Battlefield 5 has had a bit of a troubled launch, and has tried to fix it trough some patches. However, after complaints from the players, EA Dice is rolling back the latest patch that tweaked damaged figures to make weapons less deadly.
“Clearly we didn’t get it right.”
‘Time to Kill,’ or TTK, is an approximate measure of time it takes for a player to kill another player in multiplayer. In Battlefield 5, it doesn’t take many bullets to kill a player, meaning the TTK in this game is low. A patch last week rebalanced weapons so players would survive longer. Meanwhile, they also created a playlist (with plans to make more) that kept the original balance in the game. The changes received a very vocal response from angry players while also revealing a big split between the diehard players and a broader demographic of incoming holiday players.

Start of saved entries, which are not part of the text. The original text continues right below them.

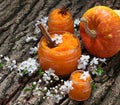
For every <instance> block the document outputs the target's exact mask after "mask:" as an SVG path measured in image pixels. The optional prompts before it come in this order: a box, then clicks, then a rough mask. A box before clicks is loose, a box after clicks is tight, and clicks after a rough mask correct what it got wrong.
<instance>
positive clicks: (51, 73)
mask: <svg viewBox="0 0 120 105" xmlns="http://www.w3.org/2000/svg"><path fill="white" fill-rule="evenodd" d="M52 78H53V79H54V80H59V77H58V76H57V75H56V74H55V70H53V69H51V68H49V69H48V70H45V72H44V74H43V77H42V79H43V80H44V81H45V83H49V82H51V79H52ZM56 78H57V79H56Z"/></svg>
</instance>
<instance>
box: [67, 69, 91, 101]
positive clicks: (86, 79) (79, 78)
mask: <svg viewBox="0 0 120 105" xmlns="http://www.w3.org/2000/svg"><path fill="white" fill-rule="evenodd" d="M82 73H83V72H82V71H75V72H73V73H72V74H71V76H70V80H71V81H72V82H73V85H72V86H73V90H70V92H69V97H70V98H71V99H73V100H76V101H83V100H87V99H88V98H89V97H90V94H91V77H90V76H88V77H87V78H86V80H83V79H80V77H81V75H82Z"/></svg>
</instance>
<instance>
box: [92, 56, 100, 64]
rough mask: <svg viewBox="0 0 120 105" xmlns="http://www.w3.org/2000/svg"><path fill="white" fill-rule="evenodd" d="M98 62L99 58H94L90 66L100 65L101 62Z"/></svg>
mask: <svg viewBox="0 0 120 105" xmlns="http://www.w3.org/2000/svg"><path fill="white" fill-rule="evenodd" d="M98 60H99V58H96V57H94V58H93V59H92V60H91V61H90V65H94V64H95V65H98V64H99V62H98Z"/></svg>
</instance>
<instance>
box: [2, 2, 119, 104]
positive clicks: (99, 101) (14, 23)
mask: <svg viewBox="0 0 120 105" xmlns="http://www.w3.org/2000/svg"><path fill="white" fill-rule="evenodd" d="M62 5H67V7H68V8H69V9H70V10H71V13H72V15H73V17H74V19H75V18H79V17H81V16H82V14H83V13H84V12H85V11H86V10H87V9H89V8H91V7H93V6H95V5H106V6H109V7H111V8H113V9H120V1H119V0H0V54H3V55H4V56H9V57H10V58H11V59H15V60H17V64H19V63H20V62H22V61H24V60H26V59H27V58H29V57H37V55H32V56H31V55H30V54H29V49H30V47H33V46H35V45H37V43H38V41H39V34H35V33H34V31H35V23H36V21H37V20H40V18H42V17H44V16H48V14H49V12H50V11H51V10H52V9H53V8H57V7H61V6H62ZM28 35H31V36H37V38H38V41H37V42H30V43H29V44H28V43H25V39H26V36H28ZM104 69H105V71H106V72H105V74H104V75H103V76H102V77H100V78H99V79H98V78H96V81H97V85H98V87H97V89H95V90H93V92H92V96H91V97H90V99H89V100H86V101H84V102H77V101H73V100H71V99H69V98H68V97H67V96H66V97H65V98H64V99H63V100H62V101H61V102H60V103H59V104H58V105H120V53H118V54H116V55H115V56H114V57H112V58H110V60H109V62H108V64H107V65H106V66H105V67H104ZM0 77H1V79H0V105H55V103H53V102H52V101H51V100H43V99H42V97H43V94H42V93H41V95H40V96H33V95H32V92H28V93H26V94H25V96H24V97H23V95H22V94H23V93H24V88H25V87H27V86H28V85H30V84H32V82H33V81H35V80H38V78H39V76H38V73H35V74H33V75H32V76H31V77H29V76H28V77H22V78H21V77H20V76H19V75H18V73H17V71H16V70H13V71H10V70H8V69H4V70H3V69H0ZM15 103H16V104H15Z"/></svg>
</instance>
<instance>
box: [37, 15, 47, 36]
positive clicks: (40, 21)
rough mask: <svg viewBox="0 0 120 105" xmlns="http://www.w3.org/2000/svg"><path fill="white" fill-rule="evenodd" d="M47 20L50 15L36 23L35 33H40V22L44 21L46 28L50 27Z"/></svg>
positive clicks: (41, 19)
mask: <svg viewBox="0 0 120 105" xmlns="http://www.w3.org/2000/svg"><path fill="white" fill-rule="evenodd" d="M47 21H48V17H44V18H41V19H40V20H37V22H36V24H35V34H38V33H40V29H39V27H38V25H39V24H40V23H42V24H43V25H44V26H45V27H46V28H48V26H47Z"/></svg>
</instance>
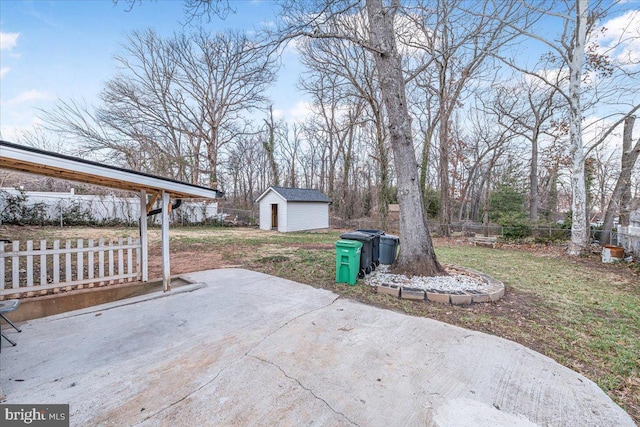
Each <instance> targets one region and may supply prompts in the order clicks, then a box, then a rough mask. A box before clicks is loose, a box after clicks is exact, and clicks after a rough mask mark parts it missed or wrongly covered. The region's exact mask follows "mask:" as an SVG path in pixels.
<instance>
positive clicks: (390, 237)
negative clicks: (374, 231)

A few days ago, the developers spoke up in a post on Reddit:
Our intent with the TTK changes was to see if we could evolve the Battlefield V experience and make it more enjoyable for new players, whilst also making sure the Battlefield vets have a choice with a more “core” experience suiting their preferred play-style. Clearly we didn’t get it right. Veteran players didn’t ask for the change, but as game developers, we took it upon ourselves to make those changes based on extensive data and deliberation. It truthfully wasn’t an easy decision for us.
The issue with balance.
Polygon had some good insight on the issue with the patch and EA Dice’s attempt at ‘games as service’:
Players who have spent hours with the Battlefield series over the years tend to be very, very good. That makes it challenging for new players to keep up. The issues are complicated by the game’s unlock system that rewards players with new equipment and perks based on the more kills they rack up. If new players don’t feel like they’re making enough progress, as represented by their performance in a given match and the rewards unlocked once it’s over, they’re likely to bounce off the game and spend their time elsewhere. That’s a veritable death sentence for any game intended to be a service, which is supposed to attract and hold the attention of players over a very long period of time.
The changes made in the 12-12 patch have since been rolled back. Fortunately, there’s a bit of a silver lining. The time the patch was live gave EA Dice some information that should be helpful in satisfying players new or old.